Intel’s Rajeeb Hazra announced an interesting new product last month at ISC 2012. Knights Corner is the first of the new Xeon Phi brand, and it’s a co-processor that looks roughly like a GPU without the display ports. Intel has referred to this architecture as “Many Integrated Core” (MIC), but it’s not clear to me whether that name is being dropped. So far we have very little technical information. Anandtech has a good summary of information that’s been made available. There’s a “solution brief” on the Intel website indicating Knights corner uses a 22 nm process, Intel’s new 3D Tri-Gate transistors, and that the chip contains “more than 50 cores” (shall we assume 64?).
Intel follows the trend we’re seeing with most Chip Multi-Processors (CMPs), in which complicated cores are being thrown out in favor of dozens of simpler cores. We clearly see this in GPUs (where the processing cores are essentially single-precision floating point units), and it’s also the cornerstone of Tilera’s TILE architecture. Knights Corner cores are Pentiums with 64-bit floating point units, which should provide strong compute capability per core for a variety of applications, while still boasting power efficiency thanks to the state-of-the-art 22 nm process.
It’s the Network
I can only speculate about the on-chip network. Intel released a MIC prototype (codenamed Knights Ferry) to developers in 2010. Knights Ferry featured a 1,024-bit ring bus network connecting its 32 cores to memory, and the entire board had 2 GB shared DDR memory with a coherent 8 MB L2 cache (thanks Wikipedia).

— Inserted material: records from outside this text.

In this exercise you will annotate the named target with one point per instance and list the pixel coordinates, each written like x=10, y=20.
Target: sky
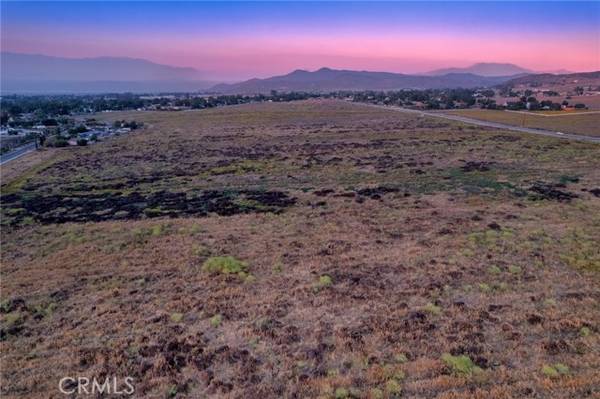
x=237, y=40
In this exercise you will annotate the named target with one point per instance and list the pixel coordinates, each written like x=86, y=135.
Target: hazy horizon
x=235, y=41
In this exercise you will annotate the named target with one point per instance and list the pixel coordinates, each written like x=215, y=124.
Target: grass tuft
x=460, y=365
x=224, y=265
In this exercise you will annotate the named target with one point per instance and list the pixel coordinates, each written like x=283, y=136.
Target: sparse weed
x=556, y=370
x=224, y=265
x=460, y=365
x=494, y=270
x=215, y=321
x=341, y=393
x=176, y=317
x=432, y=309
x=514, y=269
x=585, y=331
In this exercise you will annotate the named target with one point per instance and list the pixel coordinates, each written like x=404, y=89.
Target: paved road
x=478, y=122
x=16, y=153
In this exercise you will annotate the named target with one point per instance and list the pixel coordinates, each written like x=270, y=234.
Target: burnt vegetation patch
x=120, y=206
x=550, y=191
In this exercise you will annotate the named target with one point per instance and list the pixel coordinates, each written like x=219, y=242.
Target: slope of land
x=326, y=79
x=556, y=82
x=383, y=254
x=586, y=123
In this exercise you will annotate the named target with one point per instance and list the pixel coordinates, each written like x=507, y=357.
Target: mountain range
x=326, y=79
x=33, y=73
x=484, y=69
x=24, y=73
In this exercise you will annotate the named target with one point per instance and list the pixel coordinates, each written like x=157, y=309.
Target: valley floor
x=382, y=255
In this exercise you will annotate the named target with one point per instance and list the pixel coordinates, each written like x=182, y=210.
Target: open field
x=584, y=123
x=381, y=255
x=590, y=101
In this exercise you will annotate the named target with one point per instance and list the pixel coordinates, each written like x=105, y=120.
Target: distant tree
x=50, y=122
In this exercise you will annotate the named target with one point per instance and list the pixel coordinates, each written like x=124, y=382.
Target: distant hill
x=326, y=79
x=32, y=73
x=548, y=79
x=484, y=69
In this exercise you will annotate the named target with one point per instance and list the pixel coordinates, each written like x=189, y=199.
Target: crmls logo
x=93, y=386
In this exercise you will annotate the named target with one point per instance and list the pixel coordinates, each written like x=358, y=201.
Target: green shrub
x=215, y=321
x=483, y=287
x=224, y=265
x=393, y=387
x=555, y=370
x=341, y=393
x=432, y=309
x=325, y=281
x=401, y=358
x=514, y=269
x=376, y=393
x=176, y=317
x=585, y=331
x=494, y=270
x=461, y=365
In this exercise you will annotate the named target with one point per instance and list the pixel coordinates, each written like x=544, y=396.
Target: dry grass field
x=315, y=249
x=581, y=123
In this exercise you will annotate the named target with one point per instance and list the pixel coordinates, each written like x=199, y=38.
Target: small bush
x=555, y=370
x=224, y=265
x=341, y=393
x=176, y=317
x=461, y=365
x=401, y=358
x=325, y=281
x=483, y=287
x=432, y=309
x=215, y=321
x=514, y=269
x=494, y=270
x=393, y=387
x=585, y=331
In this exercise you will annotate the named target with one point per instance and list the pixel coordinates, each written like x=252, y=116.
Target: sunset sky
x=230, y=40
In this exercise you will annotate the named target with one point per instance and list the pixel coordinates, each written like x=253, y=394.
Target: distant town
x=64, y=120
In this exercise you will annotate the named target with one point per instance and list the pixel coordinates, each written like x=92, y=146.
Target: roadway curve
x=542, y=132
x=16, y=153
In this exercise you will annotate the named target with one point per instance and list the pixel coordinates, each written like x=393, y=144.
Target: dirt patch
x=549, y=191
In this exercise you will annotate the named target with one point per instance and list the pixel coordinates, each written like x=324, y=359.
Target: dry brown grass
x=98, y=297
x=586, y=124
x=15, y=168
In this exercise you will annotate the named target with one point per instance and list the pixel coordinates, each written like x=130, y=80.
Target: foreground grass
x=418, y=258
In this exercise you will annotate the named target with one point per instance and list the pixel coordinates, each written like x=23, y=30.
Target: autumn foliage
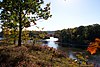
x=94, y=46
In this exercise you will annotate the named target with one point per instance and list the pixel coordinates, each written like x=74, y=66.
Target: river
x=71, y=52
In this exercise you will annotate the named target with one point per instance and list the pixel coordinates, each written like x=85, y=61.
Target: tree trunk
x=20, y=25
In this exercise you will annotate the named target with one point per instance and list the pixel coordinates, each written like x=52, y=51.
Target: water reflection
x=69, y=51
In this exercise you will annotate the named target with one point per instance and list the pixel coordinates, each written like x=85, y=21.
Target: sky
x=70, y=14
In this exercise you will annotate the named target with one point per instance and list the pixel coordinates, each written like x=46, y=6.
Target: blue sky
x=70, y=14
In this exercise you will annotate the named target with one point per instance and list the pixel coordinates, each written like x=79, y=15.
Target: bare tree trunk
x=20, y=25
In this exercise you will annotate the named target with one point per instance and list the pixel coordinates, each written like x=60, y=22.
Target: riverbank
x=35, y=56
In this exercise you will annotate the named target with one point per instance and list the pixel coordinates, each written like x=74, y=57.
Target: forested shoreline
x=78, y=36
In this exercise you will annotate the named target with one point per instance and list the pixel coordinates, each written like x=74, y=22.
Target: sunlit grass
x=34, y=56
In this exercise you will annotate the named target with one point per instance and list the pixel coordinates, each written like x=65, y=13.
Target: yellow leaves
x=93, y=46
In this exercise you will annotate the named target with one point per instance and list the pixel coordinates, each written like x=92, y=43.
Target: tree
x=17, y=11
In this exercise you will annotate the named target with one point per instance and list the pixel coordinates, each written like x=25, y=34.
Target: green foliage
x=34, y=56
x=16, y=13
x=81, y=35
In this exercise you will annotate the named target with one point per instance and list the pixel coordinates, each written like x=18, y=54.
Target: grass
x=34, y=56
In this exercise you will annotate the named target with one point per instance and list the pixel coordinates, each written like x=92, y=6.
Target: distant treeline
x=81, y=35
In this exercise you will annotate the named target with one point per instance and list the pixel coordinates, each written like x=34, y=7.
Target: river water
x=71, y=52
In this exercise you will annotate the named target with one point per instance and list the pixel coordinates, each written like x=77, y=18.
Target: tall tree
x=17, y=11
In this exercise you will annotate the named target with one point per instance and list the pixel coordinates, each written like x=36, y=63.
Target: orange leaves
x=93, y=46
x=92, y=50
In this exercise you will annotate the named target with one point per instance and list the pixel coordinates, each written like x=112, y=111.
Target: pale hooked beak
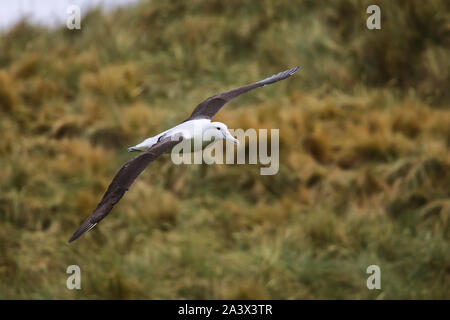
x=232, y=139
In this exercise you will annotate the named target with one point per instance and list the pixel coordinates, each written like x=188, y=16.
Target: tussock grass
x=364, y=153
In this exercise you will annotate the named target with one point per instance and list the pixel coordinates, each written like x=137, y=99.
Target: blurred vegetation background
x=364, y=149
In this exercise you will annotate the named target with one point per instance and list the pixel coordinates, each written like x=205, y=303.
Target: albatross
x=191, y=130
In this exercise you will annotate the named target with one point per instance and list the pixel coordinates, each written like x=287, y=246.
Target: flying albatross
x=153, y=147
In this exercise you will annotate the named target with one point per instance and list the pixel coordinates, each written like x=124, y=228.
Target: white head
x=220, y=131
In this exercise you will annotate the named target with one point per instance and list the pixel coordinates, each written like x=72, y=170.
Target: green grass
x=364, y=153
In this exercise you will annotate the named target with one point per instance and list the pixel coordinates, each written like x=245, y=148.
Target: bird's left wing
x=122, y=181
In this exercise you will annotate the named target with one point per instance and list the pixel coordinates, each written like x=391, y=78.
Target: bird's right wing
x=122, y=181
x=208, y=108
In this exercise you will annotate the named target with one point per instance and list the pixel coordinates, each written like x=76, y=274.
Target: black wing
x=122, y=181
x=208, y=108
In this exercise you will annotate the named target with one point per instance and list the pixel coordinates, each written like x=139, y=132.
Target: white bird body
x=193, y=131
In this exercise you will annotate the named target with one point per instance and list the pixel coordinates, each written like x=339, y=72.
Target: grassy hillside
x=364, y=149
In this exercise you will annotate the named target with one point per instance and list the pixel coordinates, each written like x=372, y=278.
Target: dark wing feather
x=208, y=108
x=122, y=181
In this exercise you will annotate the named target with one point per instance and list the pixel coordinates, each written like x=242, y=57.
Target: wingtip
x=294, y=70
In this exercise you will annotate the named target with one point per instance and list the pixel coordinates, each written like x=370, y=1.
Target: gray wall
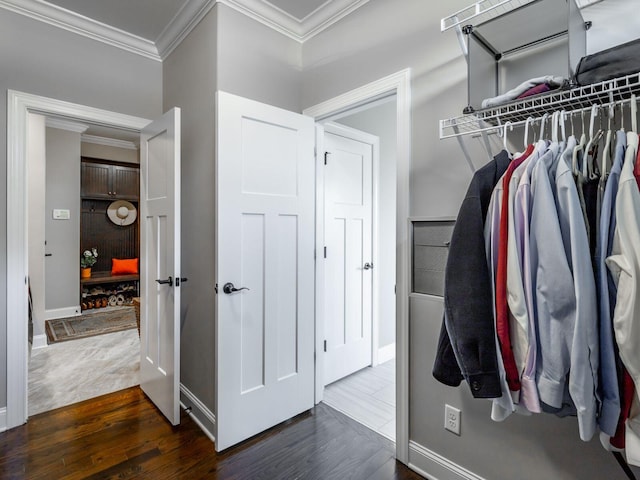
x=189, y=78
x=62, y=268
x=106, y=152
x=256, y=62
x=37, y=162
x=377, y=40
x=230, y=52
x=381, y=121
x=48, y=61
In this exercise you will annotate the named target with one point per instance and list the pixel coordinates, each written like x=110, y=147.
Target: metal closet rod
x=602, y=108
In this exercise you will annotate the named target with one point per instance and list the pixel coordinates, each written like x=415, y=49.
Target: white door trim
x=18, y=105
x=354, y=134
x=400, y=84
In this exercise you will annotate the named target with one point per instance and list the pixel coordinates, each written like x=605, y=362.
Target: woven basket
x=136, y=306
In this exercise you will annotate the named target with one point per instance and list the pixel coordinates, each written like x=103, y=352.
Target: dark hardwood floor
x=122, y=436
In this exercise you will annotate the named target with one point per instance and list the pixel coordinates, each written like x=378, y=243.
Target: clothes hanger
x=573, y=130
x=504, y=134
x=634, y=114
x=588, y=170
x=605, y=166
x=579, y=148
x=563, y=118
x=555, y=124
x=526, y=131
x=542, y=123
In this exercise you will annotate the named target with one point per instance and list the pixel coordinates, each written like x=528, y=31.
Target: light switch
x=61, y=214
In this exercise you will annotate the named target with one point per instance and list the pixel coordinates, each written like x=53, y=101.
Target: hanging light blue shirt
x=609, y=390
x=583, y=336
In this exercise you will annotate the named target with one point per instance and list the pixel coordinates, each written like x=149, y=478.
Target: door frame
x=19, y=104
x=372, y=140
x=398, y=84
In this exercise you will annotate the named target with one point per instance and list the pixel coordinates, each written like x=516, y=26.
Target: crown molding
x=327, y=15
x=184, y=22
x=300, y=30
x=109, y=142
x=87, y=27
x=181, y=25
x=60, y=124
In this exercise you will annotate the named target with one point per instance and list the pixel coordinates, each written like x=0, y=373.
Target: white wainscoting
x=54, y=313
x=39, y=341
x=198, y=412
x=436, y=467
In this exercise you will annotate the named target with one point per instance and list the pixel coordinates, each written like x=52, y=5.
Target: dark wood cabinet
x=109, y=181
x=102, y=182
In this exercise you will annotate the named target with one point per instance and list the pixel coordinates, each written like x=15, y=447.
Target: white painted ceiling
x=298, y=9
x=143, y=18
x=148, y=19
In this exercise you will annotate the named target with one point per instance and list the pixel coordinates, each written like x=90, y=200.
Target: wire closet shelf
x=575, y=100
x=480, y=12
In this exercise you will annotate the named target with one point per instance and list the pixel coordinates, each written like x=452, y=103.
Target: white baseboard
x=3, y=419
x=386, y=353
x=39, y=341
x=198, y=412
x=436, y=467
x=62, y=312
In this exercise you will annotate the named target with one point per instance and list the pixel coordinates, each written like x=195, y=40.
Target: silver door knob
x=229, y=288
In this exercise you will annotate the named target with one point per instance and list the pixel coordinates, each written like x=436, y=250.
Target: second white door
x=348, y=207
x=265, y=267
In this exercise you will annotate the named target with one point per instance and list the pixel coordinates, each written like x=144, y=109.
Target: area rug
x=89, y=324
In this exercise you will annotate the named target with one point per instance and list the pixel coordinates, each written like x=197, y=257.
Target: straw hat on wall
x=122, y=213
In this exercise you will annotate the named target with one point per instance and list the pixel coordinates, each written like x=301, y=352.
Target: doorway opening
x=20, y=106
x=359, y=190
x=392, y=91
x=83, y=336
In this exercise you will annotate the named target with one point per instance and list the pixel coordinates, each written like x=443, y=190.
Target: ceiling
x=153, y=28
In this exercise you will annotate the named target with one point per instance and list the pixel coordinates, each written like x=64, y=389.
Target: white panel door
x=265, y=267
x=160, y=263
x=348, y=203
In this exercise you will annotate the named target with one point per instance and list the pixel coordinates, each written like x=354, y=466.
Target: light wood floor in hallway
x=368, y=396
x=123, y=436
x=69, y=372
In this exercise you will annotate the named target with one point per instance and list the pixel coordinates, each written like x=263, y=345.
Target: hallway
x=122, y=435
x=367, y=396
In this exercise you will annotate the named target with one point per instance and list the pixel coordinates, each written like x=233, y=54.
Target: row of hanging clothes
x=542, y=291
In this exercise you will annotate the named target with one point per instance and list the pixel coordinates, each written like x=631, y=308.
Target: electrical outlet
x=452, y=419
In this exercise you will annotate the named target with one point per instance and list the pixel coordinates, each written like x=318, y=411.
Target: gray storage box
x=543, y=37
x=430, y=250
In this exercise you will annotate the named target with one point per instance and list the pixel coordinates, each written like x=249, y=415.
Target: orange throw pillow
x=127, y=266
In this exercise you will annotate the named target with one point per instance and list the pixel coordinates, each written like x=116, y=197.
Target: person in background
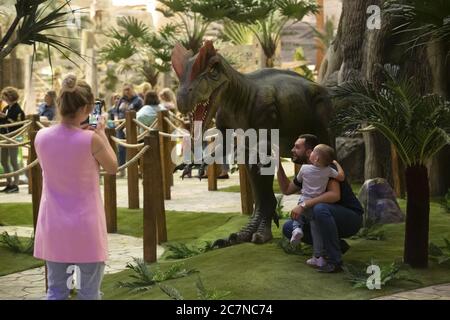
x=143, y=89
x=112, y=114
x=10, y=114
x=71, y=228
x=48, y=108
x=148, y=113
x=129, y=101
x=168, y=100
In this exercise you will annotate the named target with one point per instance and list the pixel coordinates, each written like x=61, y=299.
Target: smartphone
x=96, y=113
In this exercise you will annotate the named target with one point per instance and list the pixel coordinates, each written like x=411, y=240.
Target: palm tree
x=268, y=29
x=32, y=21
x=192, y=25
x=133, y=44
x=418, y=127
x=425, y=20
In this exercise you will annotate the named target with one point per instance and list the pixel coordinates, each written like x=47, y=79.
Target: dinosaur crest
x=206, y=52
x=181, y=56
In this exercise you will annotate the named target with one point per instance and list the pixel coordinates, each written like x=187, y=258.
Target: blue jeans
x=89, y=280
x=122, y=157
x=333, y=222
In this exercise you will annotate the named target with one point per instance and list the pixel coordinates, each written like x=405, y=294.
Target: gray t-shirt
x=314, y=180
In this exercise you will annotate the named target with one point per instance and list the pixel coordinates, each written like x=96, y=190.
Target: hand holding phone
x=96, y=113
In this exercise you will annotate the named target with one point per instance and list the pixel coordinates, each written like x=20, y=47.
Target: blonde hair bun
x=69, y=84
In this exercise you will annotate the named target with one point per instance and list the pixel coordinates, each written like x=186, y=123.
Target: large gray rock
x=380, y=203
x=350, y=153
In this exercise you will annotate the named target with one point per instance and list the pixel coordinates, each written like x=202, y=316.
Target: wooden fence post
x=110, y=190
x=133, y=172
x=32, y=128
x=212, y=177
x=154, y=214
x=36, y=174
x=246, y=191
x=166, y=160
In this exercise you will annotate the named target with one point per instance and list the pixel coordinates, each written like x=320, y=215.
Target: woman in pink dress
x=71, y=228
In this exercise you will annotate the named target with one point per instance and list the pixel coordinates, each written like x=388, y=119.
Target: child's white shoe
x=316, y=262
x=297, y=235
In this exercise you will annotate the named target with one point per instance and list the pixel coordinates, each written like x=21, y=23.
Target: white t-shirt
x=314, y=180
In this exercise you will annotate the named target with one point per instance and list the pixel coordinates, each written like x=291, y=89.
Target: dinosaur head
x=201, y=80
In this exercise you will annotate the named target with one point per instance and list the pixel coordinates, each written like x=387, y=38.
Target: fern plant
x=209, y=294
x=182, y=251
x=296, y=250
x=202, y=292
x=370, y=233
x=16, y=245
x=440, y=253
x=390, y=273
x=145, y=279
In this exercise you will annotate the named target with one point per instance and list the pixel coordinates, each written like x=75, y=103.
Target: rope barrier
x=41, y=125
x=120, y=126
x=132, y=161
x=12, y=174
x=173, y=115
x=176, y=136
x=18, y=132
x=172, y=125
x=126, y=145
x=142, y=135
x=6, y=139
x=15, y=124
x=143, y=126
x=14, y=145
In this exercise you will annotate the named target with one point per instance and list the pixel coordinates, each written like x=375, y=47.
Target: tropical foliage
x=15, y=244
x=417, y=126
x=145, y=279
x=133, y=44
x=422, y=19
x=34, y=24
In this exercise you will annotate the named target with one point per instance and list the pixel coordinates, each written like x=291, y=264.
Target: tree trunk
x=417, y=216
x=440, y=66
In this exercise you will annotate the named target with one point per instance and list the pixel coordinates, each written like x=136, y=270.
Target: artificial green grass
x=251, y=271
x=11, y=262
x=276, y=187
x=237, y=188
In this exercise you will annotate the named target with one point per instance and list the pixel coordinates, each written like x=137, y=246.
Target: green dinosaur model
x=265, y=99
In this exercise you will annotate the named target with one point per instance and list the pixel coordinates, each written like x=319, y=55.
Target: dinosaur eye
x=213, y=72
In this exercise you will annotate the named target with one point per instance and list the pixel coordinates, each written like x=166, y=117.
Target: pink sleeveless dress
x=71, y=227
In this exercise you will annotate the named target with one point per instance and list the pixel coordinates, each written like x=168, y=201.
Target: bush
x=16, y=245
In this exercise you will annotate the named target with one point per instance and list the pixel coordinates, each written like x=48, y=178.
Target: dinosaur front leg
x=265, y=204
x=258, y=229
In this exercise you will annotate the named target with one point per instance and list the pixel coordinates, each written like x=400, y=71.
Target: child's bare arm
x=341, y=174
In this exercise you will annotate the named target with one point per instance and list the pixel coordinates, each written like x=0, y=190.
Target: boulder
x=380, y=203
x=350, y=153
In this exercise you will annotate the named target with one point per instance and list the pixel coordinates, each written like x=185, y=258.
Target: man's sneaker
x=316, y=262
x=6, y=188
x=344, y=246
x=12, y=189
x=297, y=235
x=330, y=268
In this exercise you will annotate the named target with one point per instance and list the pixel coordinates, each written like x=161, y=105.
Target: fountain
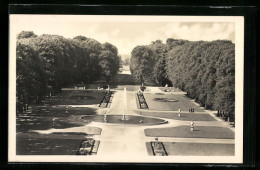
x=125, y=118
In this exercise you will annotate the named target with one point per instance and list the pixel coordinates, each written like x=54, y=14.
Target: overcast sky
x=125, y=33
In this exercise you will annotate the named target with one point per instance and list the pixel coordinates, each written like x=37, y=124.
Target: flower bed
x=141, y=99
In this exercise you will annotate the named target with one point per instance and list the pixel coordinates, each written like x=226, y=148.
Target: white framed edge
x=239, y=80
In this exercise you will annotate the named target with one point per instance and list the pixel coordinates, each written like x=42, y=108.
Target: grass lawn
x=48, y=145
x=175, y=116
x=42, y=118
x=183, y=102
x=196, y=149
x=77, y=97
x=170, y=89
x=214, y=132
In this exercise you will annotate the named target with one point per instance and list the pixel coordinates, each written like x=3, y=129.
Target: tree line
x=205, y=70
x=47, y=63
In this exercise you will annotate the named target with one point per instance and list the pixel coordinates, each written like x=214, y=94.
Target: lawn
x=46, y=117
x=48, y=144
x=214, y=132
x=182, y=103
x=196, y=149
x=175, y=116
x=77, y=97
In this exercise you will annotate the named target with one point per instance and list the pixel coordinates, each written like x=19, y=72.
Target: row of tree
x=205, y=70
x=50, y=62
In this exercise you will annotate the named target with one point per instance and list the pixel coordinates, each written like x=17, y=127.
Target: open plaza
x=117, y=122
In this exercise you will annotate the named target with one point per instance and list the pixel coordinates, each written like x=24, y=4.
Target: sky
x=126, y=32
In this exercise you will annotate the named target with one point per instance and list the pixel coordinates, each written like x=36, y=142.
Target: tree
x=141, y=64
x=26, y=34
x=109, y=61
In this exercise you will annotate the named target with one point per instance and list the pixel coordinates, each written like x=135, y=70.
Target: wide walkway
x=129, y=140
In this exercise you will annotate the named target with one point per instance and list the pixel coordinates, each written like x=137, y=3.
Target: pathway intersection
x=128, y=140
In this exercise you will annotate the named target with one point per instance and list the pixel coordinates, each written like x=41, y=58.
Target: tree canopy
x=54, y=61
x=205, y=70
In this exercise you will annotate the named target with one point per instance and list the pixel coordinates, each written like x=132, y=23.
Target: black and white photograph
x=125, y=88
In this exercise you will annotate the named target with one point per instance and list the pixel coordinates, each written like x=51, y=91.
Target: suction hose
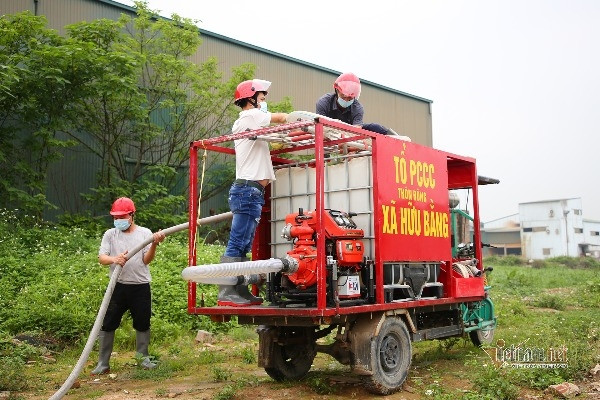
x=109, y=290
x=225, y=273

What will we see in Knights Corner? The marketing material is really pushing programmability and compatibility with x86. I would guess we’ll see more of the same (global DDR memory, coherent L2 cache, and a ring bus network). But I have to ask, have we now reached the scalability limit of a shared memory architecture? One would think at some point CMPs will have to embrace Non-Uniform Memory Access (NUMA) and start treating processing cores (or groups of them) as network nodes. Once these on-chip networks get large enough, a shared global memory is going to be the bottleneck for almost every application. Developers will need some control over the communication patterns in order to get optimal performance.
How Do We Program It?
This architecture presents a very simple programming model to the developer. OpenCL will make it easy to write code for both data-parallel (like CUDA) and task-parallel (like pThreads) applications. Moving data will be handled under the hood. I expect a host/kernel model, where the main CPU will launch parallel kernels. I’m sure Intel Parallel Studio will provide C++ and Fortran programmers with some cool tools for improving performance. I’m also pleased to see standalone Windows and Linux versions (the product was originally a Microsoft Visual Studio plug-in). It would also be nice if Intel releases a free Xeon Phi Linux SDK, which will encourage academia to try out this new product (assuming the cost for the actual card isn’t over the top). If they provide pThreads support, I have some code I’d love to benchmark.
What This Chip Is Not
This is potentially great for scientific research and other High Performance Computing (HPC) applications, but it’s not going to do much for the armies of developers doing “real work” using distributed databases and writing MapReduce jobs. Someday there will be a market for a cluster-on-chip: distributed memory with NUMA, addressable processing cores, and real message passing.
I’d really like to try this out for math-intensive HPC applications. I’m sure we’ll see Knights Corner in many of the biggest supercomputers. I predict CUDA developers will embrace the Xeon Phi if the price is right (they’ll need to get it down around $1,000 after a high initial launch price) and the software ecosystem is strong.